Posted by Children’s Librarian, Nancy Novak:
Those of us who work in public libraries are surrounded by words. We bask in their glow. They delight us at every turn. But imagine if you could actually see words swirling around people, near objects, in the air, everywhere. Then imagine that you could capture them and keep them close.
Such is Felicity’s gift in Natalie Lloyd’s debut novel for tweens, A Snicker of Magic. It follows Felicity as she tries to come to terms with loneliness, her father’s absence from her life, her mother’s wanderlust. She and her mother end up in her mother’s home town of Midnight Gulch, which was at one time a very magical place, but is now only a little bit magical. There are secrets here, hidden among the words Felicity sees swirling above the heads of the town folk and the buildings. She puts them down in a special book, creates poems with them. Ice cream flavors hold other secrets, both good and bad. Felicity makes it her mission to unlock those secrets and release the goodness within.

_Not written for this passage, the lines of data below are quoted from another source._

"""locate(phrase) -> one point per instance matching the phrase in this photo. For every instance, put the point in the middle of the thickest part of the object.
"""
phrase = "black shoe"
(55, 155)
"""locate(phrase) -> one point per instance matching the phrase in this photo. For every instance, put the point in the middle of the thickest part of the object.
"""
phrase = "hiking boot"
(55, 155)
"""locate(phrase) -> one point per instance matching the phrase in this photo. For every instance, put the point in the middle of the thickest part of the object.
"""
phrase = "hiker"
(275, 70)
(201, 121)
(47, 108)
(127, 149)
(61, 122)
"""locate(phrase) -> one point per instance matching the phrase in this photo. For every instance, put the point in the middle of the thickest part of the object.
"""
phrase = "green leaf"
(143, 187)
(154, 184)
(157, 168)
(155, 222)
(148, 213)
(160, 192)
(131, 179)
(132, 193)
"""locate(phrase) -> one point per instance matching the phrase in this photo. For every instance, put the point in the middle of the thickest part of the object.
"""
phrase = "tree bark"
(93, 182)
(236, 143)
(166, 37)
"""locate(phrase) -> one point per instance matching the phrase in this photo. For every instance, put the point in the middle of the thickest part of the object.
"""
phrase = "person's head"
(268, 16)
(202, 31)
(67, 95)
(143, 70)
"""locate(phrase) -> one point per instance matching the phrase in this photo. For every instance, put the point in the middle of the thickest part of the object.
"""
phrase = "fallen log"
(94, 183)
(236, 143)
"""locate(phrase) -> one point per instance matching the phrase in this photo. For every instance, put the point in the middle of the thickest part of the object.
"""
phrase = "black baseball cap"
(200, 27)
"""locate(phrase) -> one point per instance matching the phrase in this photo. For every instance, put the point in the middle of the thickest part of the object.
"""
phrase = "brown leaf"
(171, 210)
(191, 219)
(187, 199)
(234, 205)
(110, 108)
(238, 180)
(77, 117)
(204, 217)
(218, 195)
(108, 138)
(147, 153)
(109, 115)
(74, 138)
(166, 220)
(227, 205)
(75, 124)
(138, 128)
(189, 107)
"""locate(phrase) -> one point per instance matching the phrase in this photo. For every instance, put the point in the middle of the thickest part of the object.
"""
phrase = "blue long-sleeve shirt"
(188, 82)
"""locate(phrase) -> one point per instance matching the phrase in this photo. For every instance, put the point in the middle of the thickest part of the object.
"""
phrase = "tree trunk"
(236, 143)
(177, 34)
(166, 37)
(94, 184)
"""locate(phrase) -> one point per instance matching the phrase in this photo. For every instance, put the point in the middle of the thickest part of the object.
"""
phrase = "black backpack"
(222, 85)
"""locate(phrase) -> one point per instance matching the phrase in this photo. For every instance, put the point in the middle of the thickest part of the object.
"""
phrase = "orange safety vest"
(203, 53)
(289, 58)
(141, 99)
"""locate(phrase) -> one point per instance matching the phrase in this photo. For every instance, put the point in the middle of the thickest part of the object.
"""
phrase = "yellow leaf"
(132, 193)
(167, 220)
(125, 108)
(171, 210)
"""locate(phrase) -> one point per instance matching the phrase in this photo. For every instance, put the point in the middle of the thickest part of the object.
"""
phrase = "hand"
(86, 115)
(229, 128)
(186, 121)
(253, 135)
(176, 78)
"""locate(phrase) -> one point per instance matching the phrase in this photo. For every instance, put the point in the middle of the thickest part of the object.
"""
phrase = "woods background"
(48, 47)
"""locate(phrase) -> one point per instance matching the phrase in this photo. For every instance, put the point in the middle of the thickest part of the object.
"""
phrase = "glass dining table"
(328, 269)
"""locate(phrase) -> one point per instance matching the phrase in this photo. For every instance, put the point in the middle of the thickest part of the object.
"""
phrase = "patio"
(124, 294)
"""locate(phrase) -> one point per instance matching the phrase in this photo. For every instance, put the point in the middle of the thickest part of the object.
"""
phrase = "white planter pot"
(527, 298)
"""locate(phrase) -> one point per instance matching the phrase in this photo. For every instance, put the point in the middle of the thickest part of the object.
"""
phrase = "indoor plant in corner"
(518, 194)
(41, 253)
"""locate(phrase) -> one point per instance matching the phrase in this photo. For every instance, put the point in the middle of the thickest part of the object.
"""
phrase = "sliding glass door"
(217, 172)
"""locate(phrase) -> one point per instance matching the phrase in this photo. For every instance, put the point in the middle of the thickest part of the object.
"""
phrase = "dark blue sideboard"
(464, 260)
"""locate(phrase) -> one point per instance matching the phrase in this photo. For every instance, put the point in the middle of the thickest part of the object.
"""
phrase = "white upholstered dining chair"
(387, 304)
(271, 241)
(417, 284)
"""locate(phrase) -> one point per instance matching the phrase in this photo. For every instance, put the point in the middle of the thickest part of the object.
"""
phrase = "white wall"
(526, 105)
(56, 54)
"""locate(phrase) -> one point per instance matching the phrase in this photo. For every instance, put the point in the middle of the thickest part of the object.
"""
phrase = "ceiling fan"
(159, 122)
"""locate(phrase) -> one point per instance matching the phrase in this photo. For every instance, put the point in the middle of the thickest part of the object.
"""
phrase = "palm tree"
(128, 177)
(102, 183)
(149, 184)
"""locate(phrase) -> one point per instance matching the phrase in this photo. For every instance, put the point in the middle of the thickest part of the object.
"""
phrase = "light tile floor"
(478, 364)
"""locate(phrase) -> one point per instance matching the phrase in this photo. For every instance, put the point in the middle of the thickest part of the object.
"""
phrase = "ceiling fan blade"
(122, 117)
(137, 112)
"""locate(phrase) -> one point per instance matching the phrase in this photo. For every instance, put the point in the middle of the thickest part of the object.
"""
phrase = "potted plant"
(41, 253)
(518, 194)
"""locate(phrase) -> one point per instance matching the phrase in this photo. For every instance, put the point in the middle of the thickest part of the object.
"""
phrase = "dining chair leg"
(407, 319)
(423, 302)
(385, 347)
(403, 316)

When I read a book, I often feel that I am discovering a secret through the words, that the particular order and number of words within a particular book is a key to understanding some truth. I don’t know how writers can work that kind of magic as well as they do, but I am certainly so appreciative of it. There are many books that have helped me grow in my life, many that have revealed something to me to make history or my personal experience so much richer.
Public libraries, by their commitment to full and equal access for all, possess much in the way of magic. Not just a snicker, which is Lloyd’s term for “a little bit.” No, public libraries offer a Grand Canyon-size amount of magic, in the words that reside on the shelves.
Taste the magic at Azle Memorial Library. Check out a book and engulf yourself with words.